Thursday, February 26, 2015

Connecting with the 5Es

I found a number of new terms this week. When I think of engagement in a lesson, I think of it as an ongoing student interaction with the lesson. Students are engaged when they are excitedly working on the topic, not doodling along the side of the paper. The BCSC 5E Instructional model gives a different definition for engagement. What the BSCS calls engagement, I would call activating. On one thing we agree, student need to call to mind what they already know or connect with past learning to make the present learning relevant.

The BSCS model follows this directly with Exploration. I see how this works in science, but I don’t know that it always works in other inquiry. I have found that if I set the kids off finding information without some background instruction that is teacher led in Social Studies that they get lost in a sea of information that they are not familiar with. For a topic like government, I do like to give them a small foundation before I set them out on their own.

Then once they have this foundation they can explore the topic. I have tried the reverse, but there is too much vocabulary that the students are unfamiliar with to trudge through the topic alone first. Social Studies doesn’t have labs the way that science does, but students can explore with reading and games. Students can also walk video topics of their choice to find out more about different content facts.

Next I do agree that it is time for students to elaborate. They need to get out the basic ideas and then see how they can expand on them. Can they connect them to current issues, or chart them out, or crate a skit that would explain it to someone else. All of these are great examples of how they can elaborate.

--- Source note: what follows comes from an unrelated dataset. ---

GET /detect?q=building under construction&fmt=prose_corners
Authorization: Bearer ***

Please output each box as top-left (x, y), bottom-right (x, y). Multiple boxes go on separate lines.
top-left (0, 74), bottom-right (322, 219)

Evaluation naturally comes at the end. Not that formative assessments have not been on going through out the process, but there needs to be an end and a culminating something that highlights all that the students have learned and now understand through the work of the unit. Choice boards are one of my favorite evaluation methods with Social Studies simply because there are so many rabbit holes of information that students can be drawn into. This allows them to take a topic that they had more curiosities about and explore them, while proving what they know and understand.